Kendimi getirdim ve sonra geri aşağı ona kaydım ve yavaş yavaş devam ettim.

"Aman Tanrım Luke lütfen daha hızlı," inledi.

Yukarı ve aşağı inanılmaz bir hızda hareket ederken dediğini yaptım, onun kalçaları benimkilerle buluştu, elleri kalçalarımı çok sert tutuyordu bu muhtemelen bir yara bırakacaktı.

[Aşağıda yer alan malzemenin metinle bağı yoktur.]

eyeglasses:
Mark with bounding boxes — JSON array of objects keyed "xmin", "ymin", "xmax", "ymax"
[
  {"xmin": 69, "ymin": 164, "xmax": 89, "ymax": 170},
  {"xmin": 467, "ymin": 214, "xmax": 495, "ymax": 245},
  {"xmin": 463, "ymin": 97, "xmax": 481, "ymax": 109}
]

Kalçalarımı aşağı yukarı daire çizdim, gözleri kapandı ve ağzı açıldı, kafası geriye düştü, şimdiye kadar gördüğüm en seksi şeydi.

"L-Luke ya-yakınım." dedi

"Bende" inledim ve yeniden öne eğildim ve boynunu emdim, hiç gitmeyecek derin bir iz bırakmayı umdum.

"Luke Luke Luke SİKTİR" bağırdı ve aniden içime aktı. Elleri beni sert ve hızlı okşarken üstünde ki hareketlerime devam ettim.

"Tanrım Aman Tanrım AMAN TANRIM MİCHAEL" Tamamen bırakırken çığlık attım, onun her yerine ve bazı dolaplara gelmiştim.

Ayağa kalkmaya çalışırken onu da kaldırdım ama onun üstüne yeniden düştüm.

"Kahretsin" dedim.

"Evet" dedi geri.

"Artık o kadar kötü değilsin Hemmings" ikimizde temizlenip giyinince söyledi.

"Benim içinde aynı şekilde." dedim ve ikimizde hafifçe güldük.

Giyinince çantalarımızı aldık ve el ele çıktık.

Dolapların köşesinden yürürken, takım arkadaşlarımızdan ikisini, ardına kadar açık gözlerle orada ayakta duran Calum ve Ashton'u gördük. (bu çocukların cashtondan çektiği nedir be)

"Burada ne yapıyorsunuz?" Michael sordu.

"Dolabımda bir şey unuttum" dedi Calum. 

"Ne zamandır-"

"Yeterince uzun" yürüyüp köşeden dönerken Ashton dedi.

"OH TANRI AŞKINA NEDEN DOLABIMI HEDEFLEDİNİZ?!", Calum bağırdı, Calum'un arkamızdan geleceğini bilerek Michael ve ben kahkaha patlattık ve kaçtık.

...

Bölüm yazarı; mukeskitty /muke imagines adlı wattpad kitabından.